First of all, thanks so much for writing your futex test suite, it's
proved invaluable for sparc64 kernel development for me lately.
I'd like to suggest that you add a test that triggers transparent
hugepages, because if an architecture doesn't implement
__get_user_pages_fast() such futexes cause a machine to hang.
I hacked up something simple that took the existing performance
test and made it operate in a register allocated using memalign().

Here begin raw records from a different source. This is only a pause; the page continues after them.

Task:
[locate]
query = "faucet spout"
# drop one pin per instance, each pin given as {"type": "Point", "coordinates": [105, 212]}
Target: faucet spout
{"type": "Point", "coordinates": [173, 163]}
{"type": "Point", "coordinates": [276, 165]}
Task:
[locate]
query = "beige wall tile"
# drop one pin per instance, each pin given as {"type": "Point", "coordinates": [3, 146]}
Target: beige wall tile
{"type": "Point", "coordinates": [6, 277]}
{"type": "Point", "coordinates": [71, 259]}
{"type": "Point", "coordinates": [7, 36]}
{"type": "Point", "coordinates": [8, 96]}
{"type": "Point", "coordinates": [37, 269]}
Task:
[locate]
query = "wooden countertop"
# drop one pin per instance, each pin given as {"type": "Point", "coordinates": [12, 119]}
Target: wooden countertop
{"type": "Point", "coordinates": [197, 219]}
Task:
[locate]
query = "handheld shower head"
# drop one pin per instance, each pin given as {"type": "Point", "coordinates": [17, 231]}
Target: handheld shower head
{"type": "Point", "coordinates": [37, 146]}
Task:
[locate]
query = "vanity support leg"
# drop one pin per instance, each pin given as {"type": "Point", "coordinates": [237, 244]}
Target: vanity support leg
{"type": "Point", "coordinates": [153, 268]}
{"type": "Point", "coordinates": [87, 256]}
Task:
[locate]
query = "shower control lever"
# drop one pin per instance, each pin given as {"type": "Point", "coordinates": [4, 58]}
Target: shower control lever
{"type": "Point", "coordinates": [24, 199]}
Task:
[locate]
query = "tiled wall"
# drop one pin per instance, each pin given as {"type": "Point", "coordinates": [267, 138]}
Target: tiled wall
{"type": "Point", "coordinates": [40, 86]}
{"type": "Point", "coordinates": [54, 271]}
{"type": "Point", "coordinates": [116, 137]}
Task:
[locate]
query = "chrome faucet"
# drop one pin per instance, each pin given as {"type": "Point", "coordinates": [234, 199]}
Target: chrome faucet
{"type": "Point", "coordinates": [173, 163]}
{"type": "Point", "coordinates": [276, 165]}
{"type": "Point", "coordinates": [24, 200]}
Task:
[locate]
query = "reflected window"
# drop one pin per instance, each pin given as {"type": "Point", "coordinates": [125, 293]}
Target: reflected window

I would suggest doing a memalign(HUGEPAGE_SIZE, HUGEPAGE_SIZE) then
iterating running a futex test within each normal page within that
hugepage.
Thanks!
On 10/27/14 12:56, David Miller wrote:
>
> First of all, thanks so much for writing your futex test suite, it's
> proved invaluable for sparc64 kernel development for me lately.
Hi David,
Glad to hear it :-)
>
> I'd like to suggest that you add a test that triggers transparent
> hugepages, because if an architecture doesn't implement
> __get_user_pages_fast() such futexes cause a machine to hang.
>
> I hacked up something simple that took the existing performance
> test and made it operate in a register allocated using memalign().
>
> I would suggest doing a memalign(HUGEPAGE_SIZE, HUGEPAGE_SIZE) then
> iterating running a futex test within each normal page within that
> hugepage.
Do you want this option for the performance tests, or would a less
intensive functional test be sufficient?
The other thing to note is there have been several efforts/false starts
to get futextests into perf and kselftest. We currently considering
splitting futextests across the two (performance to perf, functional to
kselftest). The TODO for a fuzz tester is handled *more* than adequately
by trinity.
I'm perfectly happy to add such a test. I'm currently buried under a
number of other things that have resulted in futextests suffering
somewhat. So a couple of things to help make this happen:
1) Could you send me your hacked up test, in whatever condition?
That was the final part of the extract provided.